We get the occasional inquiry from people who have purchased a bottle of our whiskey (and other barrel aged spirits) and have found a hazy cloud floating or sunk in the bottom of the bottle (see video below). Don’t panic, what you’re seeing is flavor!
During the fermentation, distilling and oak maturation processes various phenols and esters are produced. These components make up a lot of the flavors we enjoy in whiskey. The large volume producers use chill filtering to remove the visible components. Why? because it makes the product look pretty, it is strictly for cosmetic reasons that they do this although it also takes away some flavor and mouth-feel from the product. Chill filtering in whiskey production has been a common practice for most of the last century although the big producers still occasionally release smaller batch products without chill filtering.
While we do filter out wood particles from the barrels, we do not employ chill filtering at Great Lakes Distillery. We want to provide our product to consumers with the maximum flavor of the whiskey as it came from the barrel. Don’t like how it looks in the bottle? Simply shake the bottle twice and these flavor components will be dispersed.

11 Responses

  1. Coming to Milwaukee from Kansas City for Thanksgiving. Can’t wait to purchase a bottle of your new Kinnickinnic Whiskey. Hope you will still have some bottles available for sale this upcoming weekend.

  2. Do you sell absinthe in the small bottle with the eye dropper similar to the ones at Company Brewery?

  3. So, what happens if when you shake it, it turns into floating chunks, and then if you shake it more it disburses, but doesn’t dissappear, rather turns the entire bottle cloudy?

    1. David, If it’s been sitting a very long time it may take a bit more effort to disperse. I haven’t seen this with our whiskies although I have some really old bottles of various brands that have done this. Perhaps pour it through a coffee filter?
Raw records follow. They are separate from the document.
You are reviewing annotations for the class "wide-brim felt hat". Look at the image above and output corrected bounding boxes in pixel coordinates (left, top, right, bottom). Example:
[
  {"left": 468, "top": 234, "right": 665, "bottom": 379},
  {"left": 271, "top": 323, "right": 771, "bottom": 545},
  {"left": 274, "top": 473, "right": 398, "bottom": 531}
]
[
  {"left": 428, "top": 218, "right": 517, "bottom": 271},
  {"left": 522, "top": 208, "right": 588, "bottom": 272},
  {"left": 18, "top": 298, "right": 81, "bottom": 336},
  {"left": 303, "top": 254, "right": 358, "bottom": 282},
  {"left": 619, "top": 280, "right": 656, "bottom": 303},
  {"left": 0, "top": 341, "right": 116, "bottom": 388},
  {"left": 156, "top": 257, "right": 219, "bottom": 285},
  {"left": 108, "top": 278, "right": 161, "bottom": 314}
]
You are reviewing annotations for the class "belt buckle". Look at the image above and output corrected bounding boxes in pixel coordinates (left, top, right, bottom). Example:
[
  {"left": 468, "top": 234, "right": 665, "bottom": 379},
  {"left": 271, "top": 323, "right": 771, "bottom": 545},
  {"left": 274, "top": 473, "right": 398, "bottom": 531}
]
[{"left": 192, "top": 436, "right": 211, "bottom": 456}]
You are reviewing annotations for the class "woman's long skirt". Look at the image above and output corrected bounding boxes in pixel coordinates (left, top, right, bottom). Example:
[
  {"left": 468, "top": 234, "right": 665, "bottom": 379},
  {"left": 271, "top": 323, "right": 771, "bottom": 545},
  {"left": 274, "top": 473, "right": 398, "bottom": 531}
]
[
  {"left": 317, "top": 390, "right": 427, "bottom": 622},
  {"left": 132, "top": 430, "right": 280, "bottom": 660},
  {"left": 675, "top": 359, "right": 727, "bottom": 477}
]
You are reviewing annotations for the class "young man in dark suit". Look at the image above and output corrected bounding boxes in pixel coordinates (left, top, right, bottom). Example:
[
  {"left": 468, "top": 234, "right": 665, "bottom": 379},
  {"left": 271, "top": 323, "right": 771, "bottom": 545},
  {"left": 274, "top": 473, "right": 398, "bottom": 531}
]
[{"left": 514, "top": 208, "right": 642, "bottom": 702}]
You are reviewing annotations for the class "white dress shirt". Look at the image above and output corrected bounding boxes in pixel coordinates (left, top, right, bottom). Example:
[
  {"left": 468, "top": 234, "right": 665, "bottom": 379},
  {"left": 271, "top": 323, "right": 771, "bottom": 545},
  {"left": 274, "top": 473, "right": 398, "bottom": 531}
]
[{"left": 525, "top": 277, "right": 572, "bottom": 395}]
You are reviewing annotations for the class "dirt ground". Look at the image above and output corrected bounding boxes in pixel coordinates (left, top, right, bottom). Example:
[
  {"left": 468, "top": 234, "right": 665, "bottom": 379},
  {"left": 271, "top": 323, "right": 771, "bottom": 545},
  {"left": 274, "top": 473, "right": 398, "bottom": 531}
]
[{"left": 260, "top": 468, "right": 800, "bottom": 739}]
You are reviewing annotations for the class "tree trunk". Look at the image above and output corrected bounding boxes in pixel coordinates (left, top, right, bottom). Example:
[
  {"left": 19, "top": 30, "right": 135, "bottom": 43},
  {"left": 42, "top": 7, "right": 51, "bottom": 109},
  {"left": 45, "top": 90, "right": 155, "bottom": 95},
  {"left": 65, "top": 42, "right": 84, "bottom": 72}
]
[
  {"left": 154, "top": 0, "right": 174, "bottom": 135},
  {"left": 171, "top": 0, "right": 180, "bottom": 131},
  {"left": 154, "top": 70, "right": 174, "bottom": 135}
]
  4. My bottle doesn’t have a white cloud. It has actual solid pieces in it. Could this be some of the orange peel?

    1. Robert, what product is this? If it’s orange liqueur it’s possible that it has some of the oil from the orange that solidified. A good shaking should disperse it.

  5. Hi! My husband recently bought an old bottle from an auction. He just received the bottle today and noticed there was small, thin plastic pieces in the bottle. Have you ever seen anything like that before? He’s worried that it might not be a genuine bottling.